FDDI stands for Fiber Distributed Data Interface. FDDI uses optical fiber to distribute its data. Standard FDDI will run at 100Mb/s. FDDI is not regularly used because of how expensive it is, but offers many advantages that might make you think otherwise.
The first and I think most important is the fact that a fiber optic cable can transmit data over 100 km, as opposed to the 100m from regular Ethernet. This allows many companies to set up long range WANs. Many of the other advantages are things like speed and fault-tolerance.
Why This Matters
That is just a brief overview of what FDDI is, what I really want to talk about is the future of fiber optics. I watched a mind-blowing video that informs you of the many things we have to look forward too for the future of data usage.
The video is a promotional video for a company that sells network infrastructure services to large companies. Many of their goals include having companies with energy efficient machines, endless amounts of space through cloud computing (which is yet another way to have disaster recovery with backups), and networks in general that will stand up to the exponential rise in computing needs. Anyway, the video gives you some figures that show you the depth of the data problem we will face without infrastructure changes.
The Numbers
The first mind-blowing figure is August, 2011–5 billion connected devices. Most predictions of that number in 2020 are between 50 billion and 1 trillion connected devices. As of now, in my house alone, there are at least 15 connected devices. That is just from mobile devices and computers.

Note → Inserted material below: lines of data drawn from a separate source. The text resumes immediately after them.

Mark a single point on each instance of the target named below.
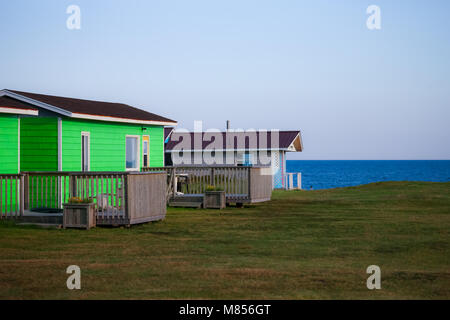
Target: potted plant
(79, 213)
(214, 198)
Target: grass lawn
(301, 245)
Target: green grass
(301, 245)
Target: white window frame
(88, 135)
(148, 149)
(138, 153)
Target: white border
(138, 152)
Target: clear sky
(312, 65)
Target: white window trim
(86, 134)
(148, 149)
(138, 153)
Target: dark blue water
(325, 174)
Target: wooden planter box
(214, 200)
(79, 215)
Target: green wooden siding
(9, 144)
(39, 144)
(107, 144)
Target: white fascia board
(116, 119)
(19, 111)
(35, 102)
(225, 150)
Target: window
(85, 151)
(146, 151)
(132, 153)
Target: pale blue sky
(309, 65)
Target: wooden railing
(241, 184)
(293, 180)
(11, 195)
(119, 197)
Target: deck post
(73, 183)
(125, 196)
(26, 191)
(174, 182)
(213, 182)
(249, 170)
(22, 195)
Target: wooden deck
(120, 198)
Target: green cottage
(49, 133)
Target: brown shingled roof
(7, 102)
(286, 138)
(96, 108)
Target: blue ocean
(325, 174)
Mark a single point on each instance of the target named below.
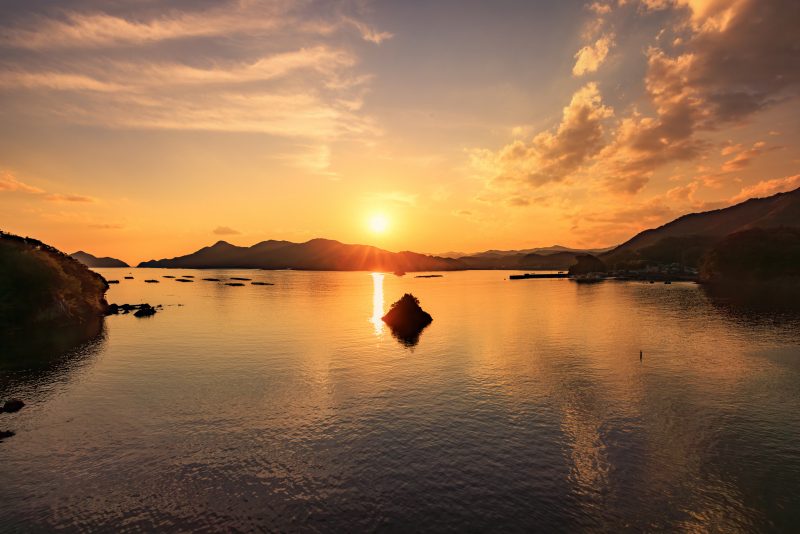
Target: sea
(540, 405)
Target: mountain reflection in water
(525, 408)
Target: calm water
(524, 406)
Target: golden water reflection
(377, 303)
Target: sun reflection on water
(377, 303)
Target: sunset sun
(378, 223)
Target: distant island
(93, 261)
(43, 287)
(330, 255)
(684, 244)
(313, 255)
(675, 249)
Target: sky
(144, 129)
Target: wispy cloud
(225, 230)
(590, 57)
(9, 183)
(271, 67)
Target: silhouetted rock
(587, 264)
(12, 405)
(145, 310)
(407, 319)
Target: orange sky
(141, 131)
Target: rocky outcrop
(587, 264)
(407, 319)
(42, 286)
(12, 406)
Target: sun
(378, 223)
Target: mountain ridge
(91, 260)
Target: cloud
(600, 8)
(396, 197)
(225, 230)
(518, 201)
(269, 67)
(744, 157)
(590, 57)
(551, 156)
(9, 183)
(76, 28)
(767, 188)
(58, 197)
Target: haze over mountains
(684, 240)
(313, 255)
(687, 239)
(93, 261)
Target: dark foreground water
(524, 407)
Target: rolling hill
(313, 255)
(687, 239)
(93, 261)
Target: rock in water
(587, 264)
(145, 310)
(407, 319)
(12, 405)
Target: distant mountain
(314, 255)
(687, 239)
(494, 253)
(93, 261)
(531, 261)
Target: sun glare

In 7 years, I would expect that number to include devices like each one of my lights, the refrigerator, laundry machines, my air conditioning, my cars, and most likely tons of things I haven’t even thought of yet. So let’s say in 7 years, my number of household internet-connected devices are 10 times what I have now. That’s 150 devices. Imagine the amount of data transmitted daily from that list of devices.
To that point, I have another statistic to share. In 2010, total US mobile data transferred reached 1 exabyte. 1 exabyte is equal too 1 billion gigabytes. 2011, global digital data reached 1.2 zettabytes, 1 billion terabytes. Predictions say by 2020 it will be 35 zettabyte, yes 35 billion terabytes. We thought 120gig hard drives were amazing–1 terabyte even. Well not anymore.
Here’s an interesting info graphic that shows you some of the picture I’m trying to paint.
Are We Ready?
The reason I bring these numbers up is it should strike fear into your heart. How in the hell can we sustain that kind of traffic? I firmly believe that fiber optics is necessary to that. Technology in wireless networks will continue to rise, as well, and will definitely be a major part to this, but fiber optics is more important to the success of the internet in the future.
There have been many projects and studies on fiber optics that have broken record speeds. The most recent that I can find, the record speed came to around 109 terabytes/s. I should mention that they did that over a 100-mile connection. They accomplished this by bundling 7 fiber optic cores together in one wire, each core transmitting at 15.6 tereabytes/s.
The point is this will need to become a standard for large internet providers. If they are not able to transfer data at crazy speeds like this, we will, at some point, bottleneck the entire internet. There will just be so much data transfer that companies won’t be able to handle it. If you don’t know, there are a handful of main hubs around the world that mostly every packet transferred over the internet will go through. I may be completely wrong in saying this, but I’m pretty sure Google has a big part in that.
Google will have a huge hand in this infrastructure revamp, I think. Right now, they are working on Google Fiber. This is a new form of fiber optic internet service. Recently in Kansas City they have begun rolling it out and we’ve seen a few of the first speed tests.
The video below shows you how jaw-dropping awesome Google Fiber is.
You may be asking yourself, ‘that’s ridiculous, why would anyone need that kind of speed?’ And you’d be right, I can’t think of any residential need for that kind of speed… Yet! When I have 150 internet connected devices, it definitely will be necessary.
Now for all of this to make sense of why I’m posting this on a gaming site.
Another number that should have popped out for you was that 1ms ping. Right now I have Verizon Fios, and I get around 85mb/s download and 65mb/s upload with a ping of 50 (this speed puts me around 99% faster than most internet connections). That ping can be noticeable at times in online games… well, rarely noticeable. If that ping was a consistent 1ms, then this thing we call lag in games will be a non-issue.
I think I can safely say that gaming is a large portion of the massive amount of data transfer (I could not find the statistics to support this claim, I will update this post if I find any figures on this.). When I say gaming, I do include mobile games, Facebook games, and such.
If you add all of those numbers together, it is going to be a very substantial number. We gamers can have a huge impact on the future of internet infrastructure. We can demand insane speeds from our providers, and over time our money and demands will add up, and hopefully not be taken advantage of.
I hope that internet providers everywhere will get their stuff (you know what word I really wanted to use there) together soon and start implementing a sustainable infrastructure that will provide my future with endless gaming pleasure.